For all the current president’s missteps, does anyone think that Bush deliberately tried to get the United States into an unwinnable war in Iraq and to upend the American economy? Can we be sure that Democrats would have navigated the shoals of foreign and domestic policy to better outcomes than exist today?

Likewise, we have no real way of knowing whether Obama will do better than McCain in sorting out the problems one or the other will inherit. (I personally am convinced that Republicans are probably more able to bring the fighting in the Middle East to some kind of conclusion than the Democrats. They are untried, while the Republicans have the edge of having experienced hands and a set of policies in place.)

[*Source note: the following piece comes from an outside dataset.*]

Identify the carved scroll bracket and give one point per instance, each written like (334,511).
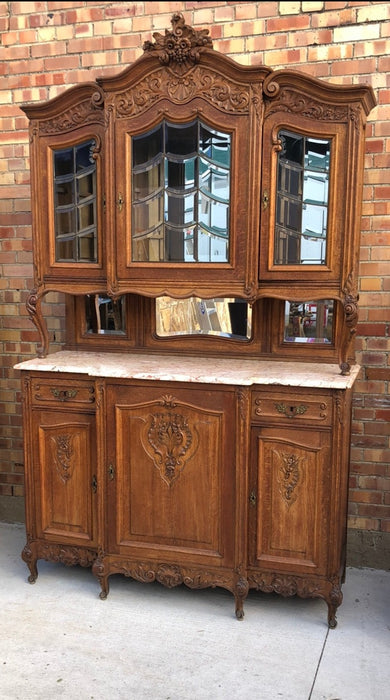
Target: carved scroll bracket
(33,306)
(350,305)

No matter. The ship of state is in a fix. The logic of presidential politics is that the party in power pays. They had the deck. If they get it wrong on their watch, they have to go. Unless the Republicans are held accountable now, they are in for life, or we are in for even bigger trouble in the next four years.

Six months ago the question of whether Obama or Clinton was the superior choice struck me as beside the point. To be sure, there are differences in their personalities and policies, but the imperative then was: choose any Democrat. What is the best reason for voting for Obama? He is not a Republican; he bears no political responsibility for our national crisis.

Who knows if he will perform more creditably? Indeed, Obama is an empty vessel into which the American people can be expected to pour their inexhaustible supply of hope—in just the same way that they did in 1932 and at other moments when they wisely applied the “do no harm” principle.